Covington & Burling last week received the apology it sought from the Senate for anti-Chinese measures the body passed in the late 19th and early 20th centuries.
The Senate on Thursday approved by unanimous consent a resolution that expresses regret for the laws that discriminated against the Chinese. A team of about a dozen Covington lobbyists pushed for the resolution's passage as part of pro bono advocacy work the firm conducted on behalf of the country's Chinese-American community.
Martin Gold, the leader of Covington’s lobbying effort, said he is “very proud” of the Senate’s action.
“I’m extraordinarily gratified to say the least,” said Gold, co-chairman of Covington's government affairs practice group.
Michael Lin, chairman of the 1882 Project, a nonpartisan group that pushed for the passage of the resolution, wrote in an e-mail that Covington “has been very supportive and instrumental to help identify key staffers of Senators where our community organizations have significant presence, so that we can mobilize the grassroots support to reach out to Senators.”
But the lobbying for a congressional expression of regret isn’t over.
The House hasn’t voted on a similar resolution introduced by Rep. Judy Chu (D-Calif.) in May.
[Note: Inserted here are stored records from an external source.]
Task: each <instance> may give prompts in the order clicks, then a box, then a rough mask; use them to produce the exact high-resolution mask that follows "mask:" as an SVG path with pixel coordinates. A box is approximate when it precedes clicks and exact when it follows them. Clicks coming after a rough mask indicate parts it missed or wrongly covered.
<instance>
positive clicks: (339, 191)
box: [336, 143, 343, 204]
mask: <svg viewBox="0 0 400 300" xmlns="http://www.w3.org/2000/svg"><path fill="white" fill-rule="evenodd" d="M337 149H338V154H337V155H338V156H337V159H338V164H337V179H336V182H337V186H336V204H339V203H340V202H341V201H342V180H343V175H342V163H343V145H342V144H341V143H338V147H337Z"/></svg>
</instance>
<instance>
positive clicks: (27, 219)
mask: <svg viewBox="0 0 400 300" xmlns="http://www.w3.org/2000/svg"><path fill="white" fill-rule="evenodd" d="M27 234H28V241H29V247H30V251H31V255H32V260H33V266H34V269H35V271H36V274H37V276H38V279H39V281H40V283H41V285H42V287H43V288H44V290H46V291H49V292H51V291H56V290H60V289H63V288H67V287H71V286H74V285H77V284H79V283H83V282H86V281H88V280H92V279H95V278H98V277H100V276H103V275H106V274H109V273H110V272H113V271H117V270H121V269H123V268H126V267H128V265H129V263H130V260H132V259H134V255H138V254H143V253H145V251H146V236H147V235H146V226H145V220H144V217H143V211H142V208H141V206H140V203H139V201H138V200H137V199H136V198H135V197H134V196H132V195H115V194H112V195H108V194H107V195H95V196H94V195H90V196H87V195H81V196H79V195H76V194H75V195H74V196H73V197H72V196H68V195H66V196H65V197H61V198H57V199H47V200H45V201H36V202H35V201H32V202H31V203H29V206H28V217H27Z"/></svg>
The resolution is waiting for consideration in the House Judiciary Committee.
Congressional apologies to American racial or ethnic groups for U.S. government transgressions are rare.
Most recently, in 2009 and 2008, the House and Senate passed resolutions apologizing for slavery and subsequent Jim Crow laws that discriminated against blacks. Congress also expressed remorse in 1993 for overthrowing the Kingdom of Hawaii, and apologized in 1988 for discrimination against Japanese-Americans during World War II.